Playing For KeepsPlaying For Keeps

Until Sept. 11, an executive's worst nightmare might have involved the loss of a key building to fire or a natural disaster such as an earthquake or tornado. But the thought of hundreds of employees dying in a terrorist attack was unfathomable, as was the notion that a single event could indefinitely interrupt such basic business necessities as telecommunications and transportation.

That's why a companywide approach to disaster recovery-also referred to as business-continuity planning-has become a higher priority at many companies. "Business continuity will have higher-level visibility and higher-level expectations," says Bill Godfrey, chief technology officer at Dow Jones & Co., publisher of The Wall Street Journal. It's a lesson all too clear to the New York business-information provider, which on Sept. 11 lost its main offices near the World Trade Center and had to evacuate hundreds of editors, reporters, and support personnel.
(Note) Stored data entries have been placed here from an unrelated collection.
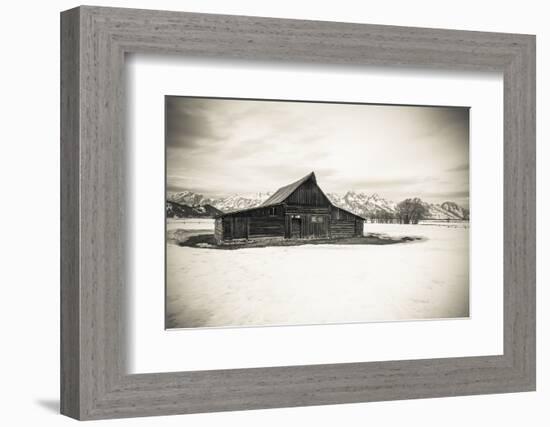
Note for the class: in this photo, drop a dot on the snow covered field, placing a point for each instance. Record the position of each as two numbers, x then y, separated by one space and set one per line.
314 284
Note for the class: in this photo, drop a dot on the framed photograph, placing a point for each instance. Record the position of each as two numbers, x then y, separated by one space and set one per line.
262 213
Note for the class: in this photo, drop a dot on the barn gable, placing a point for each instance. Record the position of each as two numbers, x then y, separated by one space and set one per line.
305 191
296 211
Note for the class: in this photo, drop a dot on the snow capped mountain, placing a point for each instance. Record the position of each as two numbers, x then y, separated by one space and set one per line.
366 205
188 198
176 210
363 204
226 204
237 202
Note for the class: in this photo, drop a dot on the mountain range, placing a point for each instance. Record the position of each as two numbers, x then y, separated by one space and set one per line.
366 205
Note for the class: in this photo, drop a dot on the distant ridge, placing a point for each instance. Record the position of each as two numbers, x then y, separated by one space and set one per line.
366 205
176 210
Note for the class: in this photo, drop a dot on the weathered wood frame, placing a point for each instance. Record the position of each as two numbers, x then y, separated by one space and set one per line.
94 41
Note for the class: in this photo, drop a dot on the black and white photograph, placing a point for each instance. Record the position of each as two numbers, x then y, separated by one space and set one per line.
283 212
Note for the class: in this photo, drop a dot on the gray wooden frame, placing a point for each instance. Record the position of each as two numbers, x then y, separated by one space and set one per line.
94 41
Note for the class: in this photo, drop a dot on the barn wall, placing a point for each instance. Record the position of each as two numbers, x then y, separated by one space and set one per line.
266 227
218 230
308 194
359 227
311 226
240 226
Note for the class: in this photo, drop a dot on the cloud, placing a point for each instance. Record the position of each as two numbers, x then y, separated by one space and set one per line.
189 122
227 146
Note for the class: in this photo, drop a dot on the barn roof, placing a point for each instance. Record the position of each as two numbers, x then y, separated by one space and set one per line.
284 192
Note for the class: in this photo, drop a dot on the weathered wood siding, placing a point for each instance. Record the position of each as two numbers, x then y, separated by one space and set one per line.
307 226
266 227
359 223
344 224
308 194
218 230
252 223
342 228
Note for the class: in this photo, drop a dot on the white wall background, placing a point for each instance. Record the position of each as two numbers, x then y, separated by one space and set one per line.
29 235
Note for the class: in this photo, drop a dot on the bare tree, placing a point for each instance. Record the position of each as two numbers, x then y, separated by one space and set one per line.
411 211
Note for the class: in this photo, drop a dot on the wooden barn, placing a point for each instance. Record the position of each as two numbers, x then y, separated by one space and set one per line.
297 211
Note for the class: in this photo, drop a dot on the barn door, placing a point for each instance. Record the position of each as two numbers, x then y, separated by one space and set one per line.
296 228
240 229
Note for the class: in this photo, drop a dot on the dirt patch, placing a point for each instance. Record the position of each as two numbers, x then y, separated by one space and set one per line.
206 241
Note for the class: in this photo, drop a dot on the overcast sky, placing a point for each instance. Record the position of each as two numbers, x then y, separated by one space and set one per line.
221 147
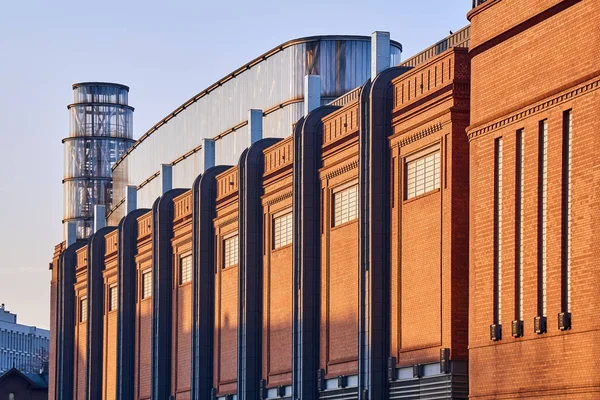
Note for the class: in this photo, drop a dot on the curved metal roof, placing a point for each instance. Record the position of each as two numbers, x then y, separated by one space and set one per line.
240 70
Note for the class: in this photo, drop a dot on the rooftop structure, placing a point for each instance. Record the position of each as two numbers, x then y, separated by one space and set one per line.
101 130
212 127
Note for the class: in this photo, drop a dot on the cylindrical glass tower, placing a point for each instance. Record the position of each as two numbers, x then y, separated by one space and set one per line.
101 130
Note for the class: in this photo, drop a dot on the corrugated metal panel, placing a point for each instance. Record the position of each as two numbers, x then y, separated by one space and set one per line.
434 388
273 81
460 38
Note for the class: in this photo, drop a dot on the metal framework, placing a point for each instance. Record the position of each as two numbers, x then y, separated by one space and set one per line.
101 131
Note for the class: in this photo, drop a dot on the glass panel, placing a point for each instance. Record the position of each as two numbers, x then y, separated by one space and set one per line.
282 230
185 270
231 251
345 204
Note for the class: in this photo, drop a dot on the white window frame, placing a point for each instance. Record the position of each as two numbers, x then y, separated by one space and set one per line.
341 216
146 273
412 187
283 230
185 276
231 255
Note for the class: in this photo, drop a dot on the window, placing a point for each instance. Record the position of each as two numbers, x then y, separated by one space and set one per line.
566 210
345 205
83 309
422 173
520 231
498 232
542 207
230 246
282 230
146 284
113 298
185 269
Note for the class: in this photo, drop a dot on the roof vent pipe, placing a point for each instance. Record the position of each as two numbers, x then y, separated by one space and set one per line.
254 126
166 178
380 52
130 198
99 217
312 93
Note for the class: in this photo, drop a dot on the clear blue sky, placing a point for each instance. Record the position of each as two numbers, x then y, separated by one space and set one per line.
166 52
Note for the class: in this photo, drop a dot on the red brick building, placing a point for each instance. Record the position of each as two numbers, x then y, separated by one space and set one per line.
383 250
534 151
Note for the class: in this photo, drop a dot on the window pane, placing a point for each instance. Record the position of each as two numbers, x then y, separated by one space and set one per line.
185 270
422 175
146 284
282 230
231 251
113 296
345 204
83 310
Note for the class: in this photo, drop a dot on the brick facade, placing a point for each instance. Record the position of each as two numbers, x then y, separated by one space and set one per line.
532 62
433 209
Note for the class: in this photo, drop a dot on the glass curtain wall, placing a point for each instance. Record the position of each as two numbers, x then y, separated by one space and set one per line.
101 131
273 82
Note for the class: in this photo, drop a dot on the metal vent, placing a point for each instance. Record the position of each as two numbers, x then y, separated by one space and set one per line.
539 325
417 371
517 328
564 321
321 379
262 391
495 332
391 369
445 361
280 391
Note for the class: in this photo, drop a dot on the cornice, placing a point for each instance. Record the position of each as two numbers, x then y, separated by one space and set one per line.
279 198
536 108
438 126
342 169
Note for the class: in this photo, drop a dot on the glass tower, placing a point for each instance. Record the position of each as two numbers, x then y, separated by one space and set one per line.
100 131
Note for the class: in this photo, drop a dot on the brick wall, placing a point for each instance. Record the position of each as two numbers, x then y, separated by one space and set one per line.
429 240
80 360
532 61
109 365
182 299
277 268
339 247
143 344
226 286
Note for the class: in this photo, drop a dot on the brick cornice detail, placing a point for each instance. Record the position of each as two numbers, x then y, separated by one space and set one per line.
341 170
279 198
227 222
420 135
535 109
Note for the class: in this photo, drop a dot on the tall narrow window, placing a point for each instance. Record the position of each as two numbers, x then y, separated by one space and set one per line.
566 211
230 247
520 201
282 230
83 310
185 269
498 232
147 284
542 218
345 205
113 298
422 172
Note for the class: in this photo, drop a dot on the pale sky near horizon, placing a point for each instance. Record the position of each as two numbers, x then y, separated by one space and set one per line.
166 52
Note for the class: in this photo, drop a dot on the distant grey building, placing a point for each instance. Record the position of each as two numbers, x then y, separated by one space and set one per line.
21 346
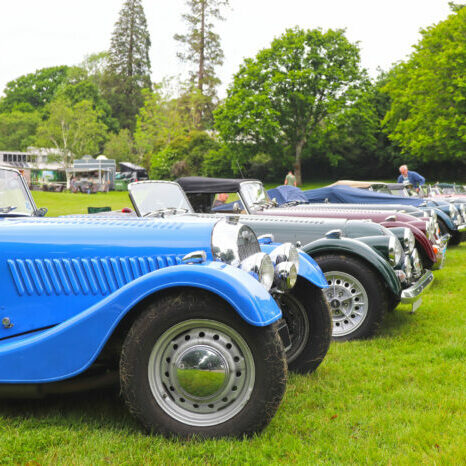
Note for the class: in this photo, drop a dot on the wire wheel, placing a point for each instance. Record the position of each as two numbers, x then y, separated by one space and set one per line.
201 372
348 302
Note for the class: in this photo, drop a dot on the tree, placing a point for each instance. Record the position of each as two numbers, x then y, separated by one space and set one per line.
427 117
73 129
203 51
282 97
18 129
129 64
33 91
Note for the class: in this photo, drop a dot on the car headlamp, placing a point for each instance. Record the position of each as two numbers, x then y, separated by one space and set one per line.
233 242
260 266
285 276
416 263
286 252
407 268
395 251
408 240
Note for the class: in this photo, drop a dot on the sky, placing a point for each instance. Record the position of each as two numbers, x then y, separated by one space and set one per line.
40 33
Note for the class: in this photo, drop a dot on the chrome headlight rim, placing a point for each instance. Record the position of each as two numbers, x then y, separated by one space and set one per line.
395 251
416 263
409 241
230 239
286 252
407 268
260 266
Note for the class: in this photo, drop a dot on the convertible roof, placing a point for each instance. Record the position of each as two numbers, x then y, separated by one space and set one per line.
201 184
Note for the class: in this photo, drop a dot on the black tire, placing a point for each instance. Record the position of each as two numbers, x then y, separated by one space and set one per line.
455 239
372 285
307 315
167 314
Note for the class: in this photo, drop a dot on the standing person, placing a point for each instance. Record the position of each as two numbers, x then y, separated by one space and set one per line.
290 179
410 177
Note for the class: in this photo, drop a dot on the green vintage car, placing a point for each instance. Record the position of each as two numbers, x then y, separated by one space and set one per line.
368 268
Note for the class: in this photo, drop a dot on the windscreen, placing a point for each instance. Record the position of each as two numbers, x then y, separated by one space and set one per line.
150 197
14 198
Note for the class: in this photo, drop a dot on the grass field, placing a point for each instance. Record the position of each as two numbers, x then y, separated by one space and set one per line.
398 398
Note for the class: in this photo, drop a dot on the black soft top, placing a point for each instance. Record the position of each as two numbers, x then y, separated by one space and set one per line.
202 184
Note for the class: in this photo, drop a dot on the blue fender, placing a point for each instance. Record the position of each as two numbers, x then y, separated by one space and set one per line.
308 267
69 348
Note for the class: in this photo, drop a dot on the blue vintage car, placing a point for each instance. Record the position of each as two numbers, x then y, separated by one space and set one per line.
180 313
449 217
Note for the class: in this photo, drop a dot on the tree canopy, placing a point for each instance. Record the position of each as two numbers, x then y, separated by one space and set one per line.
427 117
283 95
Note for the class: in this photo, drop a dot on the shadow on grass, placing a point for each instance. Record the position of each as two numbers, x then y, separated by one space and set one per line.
98 409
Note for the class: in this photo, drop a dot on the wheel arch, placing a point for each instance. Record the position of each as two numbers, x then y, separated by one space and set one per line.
359 251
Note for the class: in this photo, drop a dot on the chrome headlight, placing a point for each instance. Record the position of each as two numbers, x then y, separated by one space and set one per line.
408 269
233 242
286 252
395 251
416 263
408 240
285 276
260 266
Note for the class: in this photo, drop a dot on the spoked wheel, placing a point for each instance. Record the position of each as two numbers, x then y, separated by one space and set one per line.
201 372
348 302
191 366
306 313
356 296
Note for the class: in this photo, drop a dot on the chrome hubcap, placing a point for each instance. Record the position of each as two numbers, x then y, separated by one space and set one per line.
201 372
348 302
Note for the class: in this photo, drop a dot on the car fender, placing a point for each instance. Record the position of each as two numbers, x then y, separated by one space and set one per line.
69 348
360 250
308 267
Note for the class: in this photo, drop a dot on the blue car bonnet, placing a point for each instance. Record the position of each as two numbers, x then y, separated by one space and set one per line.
349 195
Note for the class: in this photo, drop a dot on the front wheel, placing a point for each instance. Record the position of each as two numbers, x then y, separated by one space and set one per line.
191 366
307 315
356 296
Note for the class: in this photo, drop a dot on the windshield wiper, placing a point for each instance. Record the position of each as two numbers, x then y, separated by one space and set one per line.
7 210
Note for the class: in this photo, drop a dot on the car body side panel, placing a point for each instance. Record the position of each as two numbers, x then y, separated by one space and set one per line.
308 267
71 347
346 246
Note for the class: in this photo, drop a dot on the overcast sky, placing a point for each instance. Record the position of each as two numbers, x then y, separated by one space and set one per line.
40 33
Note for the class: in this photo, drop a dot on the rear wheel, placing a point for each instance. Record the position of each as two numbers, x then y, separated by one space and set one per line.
191 366
356 295
307 315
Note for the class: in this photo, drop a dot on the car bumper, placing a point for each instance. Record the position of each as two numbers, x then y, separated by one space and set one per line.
441 252
411 294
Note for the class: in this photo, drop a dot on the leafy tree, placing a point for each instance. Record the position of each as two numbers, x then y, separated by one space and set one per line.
18 129
73 129
121 148
202 49
282 97
33 91
129 66
427 117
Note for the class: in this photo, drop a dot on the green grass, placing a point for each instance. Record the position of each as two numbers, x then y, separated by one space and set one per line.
398 398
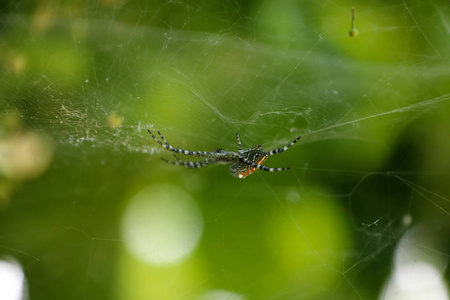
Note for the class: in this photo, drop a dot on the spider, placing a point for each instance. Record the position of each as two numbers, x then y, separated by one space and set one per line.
243 162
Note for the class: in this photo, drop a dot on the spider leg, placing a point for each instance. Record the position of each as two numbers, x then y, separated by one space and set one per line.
264 168
190 164
180 151
276 151
239 141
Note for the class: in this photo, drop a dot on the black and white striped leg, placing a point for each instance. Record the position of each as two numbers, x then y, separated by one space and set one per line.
176 150
239 141
276 151
264 168
190 164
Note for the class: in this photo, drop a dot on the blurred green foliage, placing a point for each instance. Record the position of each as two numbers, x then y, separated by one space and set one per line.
88 78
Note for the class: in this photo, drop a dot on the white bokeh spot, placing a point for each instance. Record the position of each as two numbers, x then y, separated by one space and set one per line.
162 225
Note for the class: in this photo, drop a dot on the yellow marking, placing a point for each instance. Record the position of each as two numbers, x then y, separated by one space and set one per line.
252 169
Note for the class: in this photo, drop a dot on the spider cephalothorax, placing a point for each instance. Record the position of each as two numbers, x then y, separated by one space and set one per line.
243 162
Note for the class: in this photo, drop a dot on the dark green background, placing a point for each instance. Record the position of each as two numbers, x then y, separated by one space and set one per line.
372 112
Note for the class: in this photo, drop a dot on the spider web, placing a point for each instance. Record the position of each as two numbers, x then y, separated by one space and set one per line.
89 211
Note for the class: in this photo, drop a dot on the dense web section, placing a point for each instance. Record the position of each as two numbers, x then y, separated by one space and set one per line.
88 209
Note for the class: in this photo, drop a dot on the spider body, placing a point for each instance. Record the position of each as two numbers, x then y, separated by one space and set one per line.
243 162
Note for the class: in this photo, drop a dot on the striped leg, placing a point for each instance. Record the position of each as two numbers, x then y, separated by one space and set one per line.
264 168
190 164
176 150
239 141
276 151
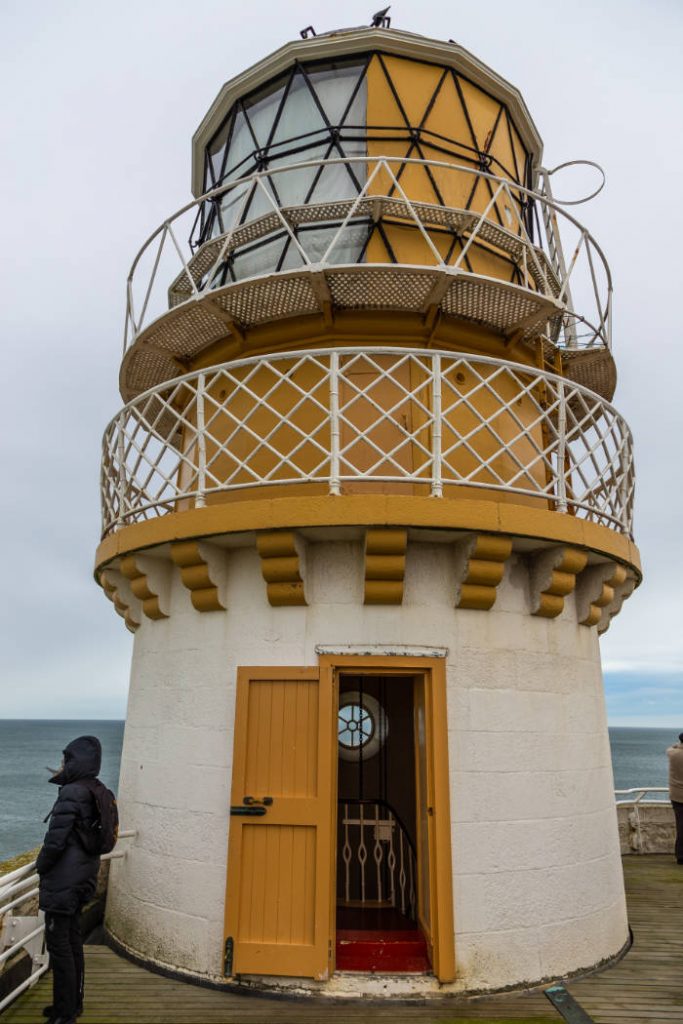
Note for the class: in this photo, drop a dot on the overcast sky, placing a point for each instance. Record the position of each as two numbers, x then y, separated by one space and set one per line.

To get a newspaper out that night, Dow Jones initiated its business-continuity plan by hastily setting up alternate offices, installing 100 workstations, ordering additional network capacity, and counseling employees as they adjusted to the new working conditions. It will take months of rebuilding before Dow Jones can return to its original offices.

"Our management knows we have to invest" in business-continuity planning, Godfrey says. "We won't get away on the cheap." Now, all production systems will be backed up and tested, he says, and the company is looking to hire a director to focus solely on disaster recovery.

Companies directly affected by the events of September aren't the only ones giving business-continuity planning more serious thought. According to an information Research survey this month of 250 IT and business managers responsible for their companies' business-continuity and/or disaster-recovery plans, fielded by PricewaterhouseCoopers, more than half the managers surveyed say their companies will increase spending on business-continuity planning in the next 12 months-including 10% who expect a significant jump in expenditures.

There's certainly room for improvement. According to the survey, only 64% of companies with business-continuity plans extend their efforts across the entire enterprise. High costs and limited time are serious challenges to comprehensive planning, and most businesses don't regularly update their plans, nor do they disseminate them throughout the company.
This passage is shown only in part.